The conditions were good enough before the water rolled in my 1,000 Steps to North County zone, with some fun seabass fishing in 66 to 68 degree water with good downhill flow. Imported frozen squid from Channel Islands Sportfishing Center did the trick. Here’s Rod Streed with his first 50 (on his first seabass trip that gave him limits, or any seabass, for that matter):



Streed's  was one of many 50s this year. There's been three 60s on my skiff--one for a buddy of my boat partner, a 62 for me and a 60.3 for Wes Flesch. It was fun. But now the rolled water and the signal of fish above Point Conception has me concerned that our wave of seabass has pushed through. Just being a realist. 

Why did it have to roll? 

That’s the bad news, the water rolling off Long Beach and from Dana down. The good news is that plenty of zones have been quick to improve. (Please let us be next.) 

I talked to Malihini owner/operator Mikey Schmidt briefly today. He said that yesterday when there got to the Coronados in the morning it (as in the water) was 61 degrees. Today it is 68 and purple and the yellows are biting. 

The Long Beach zone got pummeled the hardest by the upwellings; in fact, there have been at least two major upwellings in this zone that looked so damn good in June. 

Here's the terrafin that shows the two rollovers off Long Beach (note: dates, and that finger of locked in cold water):



Still, the ‘cuda bite was good yesterday, with the half-day on the Southern Cal scoring 82 of the slimes and the Victory nabbing (yes, nabbing) 120 slime sticks.
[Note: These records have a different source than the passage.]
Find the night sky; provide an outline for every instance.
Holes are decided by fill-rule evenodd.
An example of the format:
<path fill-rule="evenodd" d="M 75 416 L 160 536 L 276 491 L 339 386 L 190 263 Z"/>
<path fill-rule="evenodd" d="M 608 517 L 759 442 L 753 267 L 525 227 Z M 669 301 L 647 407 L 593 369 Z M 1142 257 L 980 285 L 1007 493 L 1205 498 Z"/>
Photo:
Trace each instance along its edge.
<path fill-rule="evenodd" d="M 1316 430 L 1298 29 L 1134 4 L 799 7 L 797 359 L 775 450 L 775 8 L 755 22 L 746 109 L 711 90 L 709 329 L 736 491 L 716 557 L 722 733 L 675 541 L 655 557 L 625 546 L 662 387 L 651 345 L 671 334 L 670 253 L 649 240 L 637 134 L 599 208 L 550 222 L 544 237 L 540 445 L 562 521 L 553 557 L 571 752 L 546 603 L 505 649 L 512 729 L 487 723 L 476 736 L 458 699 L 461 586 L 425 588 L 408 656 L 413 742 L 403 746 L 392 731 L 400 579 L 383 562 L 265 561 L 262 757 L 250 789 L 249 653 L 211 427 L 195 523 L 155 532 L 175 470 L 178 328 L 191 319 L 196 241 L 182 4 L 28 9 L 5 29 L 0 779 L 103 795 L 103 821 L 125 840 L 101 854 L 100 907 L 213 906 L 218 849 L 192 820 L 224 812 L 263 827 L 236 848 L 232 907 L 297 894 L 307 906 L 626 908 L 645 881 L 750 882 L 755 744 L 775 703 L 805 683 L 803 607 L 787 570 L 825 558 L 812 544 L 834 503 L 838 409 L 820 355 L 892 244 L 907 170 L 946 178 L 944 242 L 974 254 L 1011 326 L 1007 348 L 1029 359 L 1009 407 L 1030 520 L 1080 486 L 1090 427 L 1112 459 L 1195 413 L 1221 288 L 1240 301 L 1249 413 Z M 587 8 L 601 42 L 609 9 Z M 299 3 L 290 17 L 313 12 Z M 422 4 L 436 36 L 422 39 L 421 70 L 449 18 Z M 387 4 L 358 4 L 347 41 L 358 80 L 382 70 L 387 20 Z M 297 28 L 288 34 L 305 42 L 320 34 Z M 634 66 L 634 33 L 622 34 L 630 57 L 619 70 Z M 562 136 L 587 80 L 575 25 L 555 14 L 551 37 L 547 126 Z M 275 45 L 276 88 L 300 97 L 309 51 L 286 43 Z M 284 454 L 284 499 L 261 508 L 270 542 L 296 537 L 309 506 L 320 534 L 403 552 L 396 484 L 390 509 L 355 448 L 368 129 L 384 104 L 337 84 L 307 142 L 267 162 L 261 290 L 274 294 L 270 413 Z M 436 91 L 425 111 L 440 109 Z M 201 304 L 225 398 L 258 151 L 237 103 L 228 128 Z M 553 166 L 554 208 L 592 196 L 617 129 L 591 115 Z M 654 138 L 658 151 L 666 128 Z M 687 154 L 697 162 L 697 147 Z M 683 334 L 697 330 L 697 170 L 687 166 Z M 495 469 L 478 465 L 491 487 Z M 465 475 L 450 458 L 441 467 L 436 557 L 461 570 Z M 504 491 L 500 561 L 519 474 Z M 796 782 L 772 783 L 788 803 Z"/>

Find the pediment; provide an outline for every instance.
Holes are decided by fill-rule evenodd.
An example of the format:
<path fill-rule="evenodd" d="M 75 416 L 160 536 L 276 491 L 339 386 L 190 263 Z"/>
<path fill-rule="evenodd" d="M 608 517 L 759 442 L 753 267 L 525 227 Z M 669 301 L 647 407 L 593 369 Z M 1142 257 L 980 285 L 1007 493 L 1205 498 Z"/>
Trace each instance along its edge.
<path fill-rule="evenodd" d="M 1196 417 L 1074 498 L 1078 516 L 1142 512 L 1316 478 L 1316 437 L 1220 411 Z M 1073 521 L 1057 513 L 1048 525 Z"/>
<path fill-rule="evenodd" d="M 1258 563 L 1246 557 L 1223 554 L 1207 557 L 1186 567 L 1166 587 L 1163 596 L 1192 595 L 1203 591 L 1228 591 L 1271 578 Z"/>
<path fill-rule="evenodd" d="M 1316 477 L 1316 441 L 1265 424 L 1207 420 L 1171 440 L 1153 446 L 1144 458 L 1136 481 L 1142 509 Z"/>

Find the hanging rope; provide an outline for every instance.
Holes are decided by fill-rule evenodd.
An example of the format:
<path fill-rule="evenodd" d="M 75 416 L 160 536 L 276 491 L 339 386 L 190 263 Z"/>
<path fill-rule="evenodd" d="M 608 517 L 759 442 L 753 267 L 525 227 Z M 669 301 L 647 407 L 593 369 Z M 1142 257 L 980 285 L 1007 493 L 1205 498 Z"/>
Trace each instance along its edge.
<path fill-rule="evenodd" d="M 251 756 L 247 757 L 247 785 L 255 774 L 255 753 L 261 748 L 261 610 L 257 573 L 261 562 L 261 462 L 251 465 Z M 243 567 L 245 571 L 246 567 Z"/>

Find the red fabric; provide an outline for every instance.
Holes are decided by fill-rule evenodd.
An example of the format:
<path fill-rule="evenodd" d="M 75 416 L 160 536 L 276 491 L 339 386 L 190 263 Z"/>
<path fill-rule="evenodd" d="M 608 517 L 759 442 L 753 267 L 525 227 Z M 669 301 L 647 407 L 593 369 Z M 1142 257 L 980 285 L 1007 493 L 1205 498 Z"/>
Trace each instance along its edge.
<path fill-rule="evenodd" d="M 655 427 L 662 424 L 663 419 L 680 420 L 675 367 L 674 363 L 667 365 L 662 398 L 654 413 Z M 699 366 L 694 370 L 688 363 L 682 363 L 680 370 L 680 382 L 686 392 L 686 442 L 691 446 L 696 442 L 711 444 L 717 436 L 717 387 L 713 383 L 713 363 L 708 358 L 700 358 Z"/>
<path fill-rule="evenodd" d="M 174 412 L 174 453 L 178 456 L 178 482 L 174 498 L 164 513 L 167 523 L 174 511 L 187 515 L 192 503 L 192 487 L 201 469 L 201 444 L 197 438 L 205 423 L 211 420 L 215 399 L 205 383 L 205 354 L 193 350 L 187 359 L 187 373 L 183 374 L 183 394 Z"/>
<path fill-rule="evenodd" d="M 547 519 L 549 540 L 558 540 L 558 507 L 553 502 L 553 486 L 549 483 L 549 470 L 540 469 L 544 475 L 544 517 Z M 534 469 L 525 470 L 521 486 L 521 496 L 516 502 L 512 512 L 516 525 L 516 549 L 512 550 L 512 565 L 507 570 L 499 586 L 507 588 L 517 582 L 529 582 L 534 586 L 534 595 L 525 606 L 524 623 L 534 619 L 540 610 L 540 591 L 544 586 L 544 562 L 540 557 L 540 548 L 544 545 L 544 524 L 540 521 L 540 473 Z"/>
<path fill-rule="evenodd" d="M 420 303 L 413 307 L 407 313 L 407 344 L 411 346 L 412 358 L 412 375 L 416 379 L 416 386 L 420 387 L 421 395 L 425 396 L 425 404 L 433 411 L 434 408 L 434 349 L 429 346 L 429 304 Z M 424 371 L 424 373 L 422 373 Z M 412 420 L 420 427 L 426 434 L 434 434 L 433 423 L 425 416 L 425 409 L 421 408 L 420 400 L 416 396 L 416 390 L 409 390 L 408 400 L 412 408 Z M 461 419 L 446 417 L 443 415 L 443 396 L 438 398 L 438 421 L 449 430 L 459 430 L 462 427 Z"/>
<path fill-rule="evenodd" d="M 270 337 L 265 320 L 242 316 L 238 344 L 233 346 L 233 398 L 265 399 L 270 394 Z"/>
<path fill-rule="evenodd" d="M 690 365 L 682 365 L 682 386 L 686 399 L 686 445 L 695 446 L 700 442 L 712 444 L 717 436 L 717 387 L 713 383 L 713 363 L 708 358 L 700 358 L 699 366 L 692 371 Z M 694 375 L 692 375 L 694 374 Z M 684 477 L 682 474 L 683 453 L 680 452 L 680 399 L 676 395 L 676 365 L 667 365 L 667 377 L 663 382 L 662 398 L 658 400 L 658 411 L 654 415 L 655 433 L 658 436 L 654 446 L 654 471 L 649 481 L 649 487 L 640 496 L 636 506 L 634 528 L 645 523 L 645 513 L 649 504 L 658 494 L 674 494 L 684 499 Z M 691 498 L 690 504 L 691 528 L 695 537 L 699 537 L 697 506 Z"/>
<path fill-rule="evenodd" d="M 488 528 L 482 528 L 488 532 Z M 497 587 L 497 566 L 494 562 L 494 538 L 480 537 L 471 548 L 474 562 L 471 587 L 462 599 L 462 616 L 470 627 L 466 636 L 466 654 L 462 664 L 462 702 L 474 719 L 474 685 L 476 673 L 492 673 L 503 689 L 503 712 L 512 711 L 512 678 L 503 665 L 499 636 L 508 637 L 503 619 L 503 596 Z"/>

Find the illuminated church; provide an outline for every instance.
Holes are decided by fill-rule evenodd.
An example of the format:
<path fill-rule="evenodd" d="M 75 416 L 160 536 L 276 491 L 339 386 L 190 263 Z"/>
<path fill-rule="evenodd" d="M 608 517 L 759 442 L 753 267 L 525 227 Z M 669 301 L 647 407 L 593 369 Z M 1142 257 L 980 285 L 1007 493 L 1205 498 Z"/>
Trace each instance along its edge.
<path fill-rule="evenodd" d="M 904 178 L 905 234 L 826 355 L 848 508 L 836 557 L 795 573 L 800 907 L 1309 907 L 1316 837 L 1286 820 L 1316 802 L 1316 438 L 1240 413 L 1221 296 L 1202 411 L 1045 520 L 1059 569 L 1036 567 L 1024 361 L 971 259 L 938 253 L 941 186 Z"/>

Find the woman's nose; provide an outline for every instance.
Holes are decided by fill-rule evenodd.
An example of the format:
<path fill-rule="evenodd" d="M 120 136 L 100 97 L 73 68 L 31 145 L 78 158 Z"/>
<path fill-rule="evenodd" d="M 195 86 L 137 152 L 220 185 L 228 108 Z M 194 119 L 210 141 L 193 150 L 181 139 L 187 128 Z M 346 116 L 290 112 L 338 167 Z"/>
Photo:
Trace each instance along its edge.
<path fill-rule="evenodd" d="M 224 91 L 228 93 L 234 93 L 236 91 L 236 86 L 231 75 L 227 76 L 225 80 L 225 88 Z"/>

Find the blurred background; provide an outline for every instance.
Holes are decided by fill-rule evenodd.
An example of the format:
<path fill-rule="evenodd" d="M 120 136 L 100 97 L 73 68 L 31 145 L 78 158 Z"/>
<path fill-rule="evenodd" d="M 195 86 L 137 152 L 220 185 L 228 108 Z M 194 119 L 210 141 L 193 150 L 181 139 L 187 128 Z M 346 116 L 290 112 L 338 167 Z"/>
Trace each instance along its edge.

Offshore and exotics get all the words, but 'cuda are crowd pleasing tackle sellers. 

The islands are holding stable… with the Channel Islands still being the best ones. It’s been more barracuda than anything, although the full day on the Cobra yesterday picked 14 seabass to go with 60 barracuda. 

Still, the best is down the road. Get down into 2½-day range and there’s this bluefin, while down the road there’s incredible sign of things to come—the Red Rooster III had limits of 25- to 40-pound yellowfin yesterday. 

WON Reader Mark Mayeda just got off the Royal Star—damn has that boat been hot, eh?—and sent the following report after his scorcher:

“Brandon, that bluefin fishing on the Star was off the hook. Randy doesn't give much details in his reports but it was pretty wide open. I think we had 125 the first day and 150 by lunch the second day before he took off for another area looking for big ones. We found them and landed over 30 of them from 60-110lbs. I got the 108 lber and a few others on 60lb line and never used less than 40lb. Best bft bite I've seen.”

Warm water, fish, and optimal conditions. Hopefully it all keeps pushing up and in. 

And a final note on this year's highlight, the seabass. Recent reports have them off Santa Cruz (or somewhere around there). The city, not the island.